Revenue Ruling 2019-19, issued on Aug. 14, applies to a participant who receives, but neither cashes nor rolls over, a distribution check.
"Because Internal Revenue Code Section 402(a) provides that any amount actually distributed from a qualified retirement plan is taxed under Section 72 in the year distributed (subject to the rollover rules), the ruling holds that the participant is taxed on the distribution check in the year she receives it, even if she does not cash it," Eversheds Sutherland attorneys explained in a recent alert.
The IRS held in its ruling that a mandatory distribution from a qualified plan "that is sent in one year, received in that year but not cashed in that year, is nevertheless taxable to the recipient in 2019 and subject to withholding and reporting by the payor," added Barry Klein, an attorney at Stradley Ronon's Philadelphia office.
The IRS guidance "helps payors understand their withholding obligations under very narrow circumstances," Klein said, and "appears to be a first step towards more complete guidance regarding uncashed checks."

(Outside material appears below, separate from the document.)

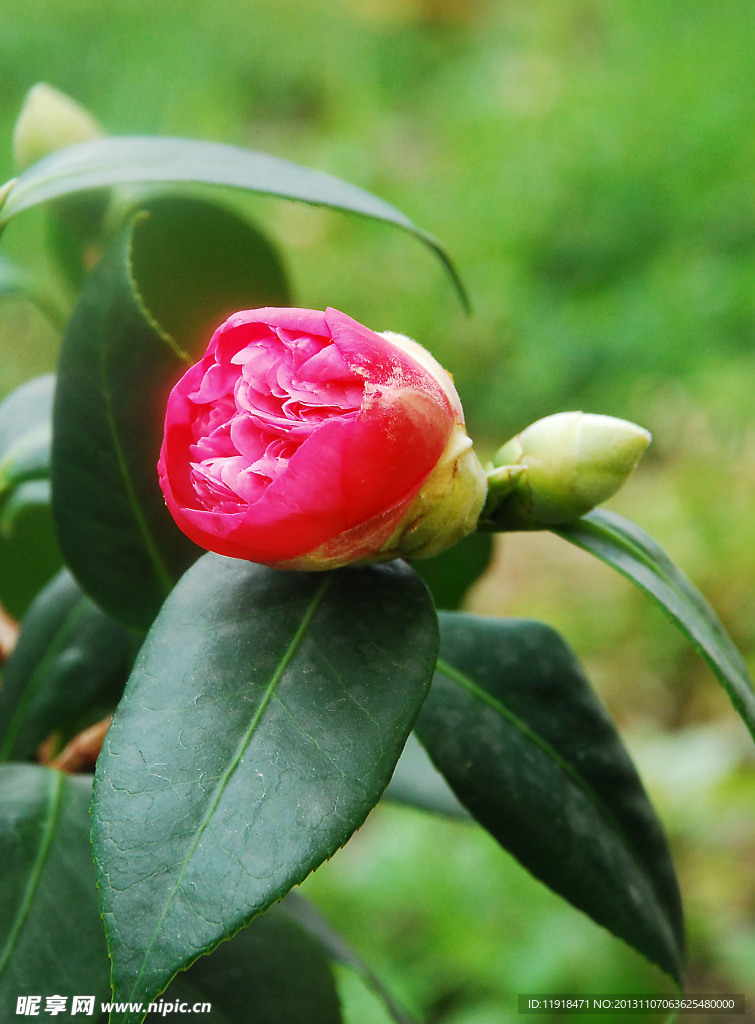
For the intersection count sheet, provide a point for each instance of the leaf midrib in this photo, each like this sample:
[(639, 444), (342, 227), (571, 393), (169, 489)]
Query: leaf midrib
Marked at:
[(240, 751)]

While both Klein and Fred Reish, partner at Drinker Biddle & Reath in Los Angeles, opine that the IRS ruling isn't surprising, Klein notes that the guidance fails to address "harder questions such as what happens if the check is not received, is returned to the payor or is received in the following year? Or what happens with respect to missing participants?"
Payors, Klein continued, "usually must decide how to withhold and report when the check is sent, not when they later learn that the check was not received, was not cashed or that the participant cannot be found. Hopefully these questions will be addressed with additional guidance."
Reish adds that while he's been "interpreting existing law" to follow the IRS Aug. 14 guidance, "it's an unfortunate result, but it is, at least in my opinion, the correct application of the law."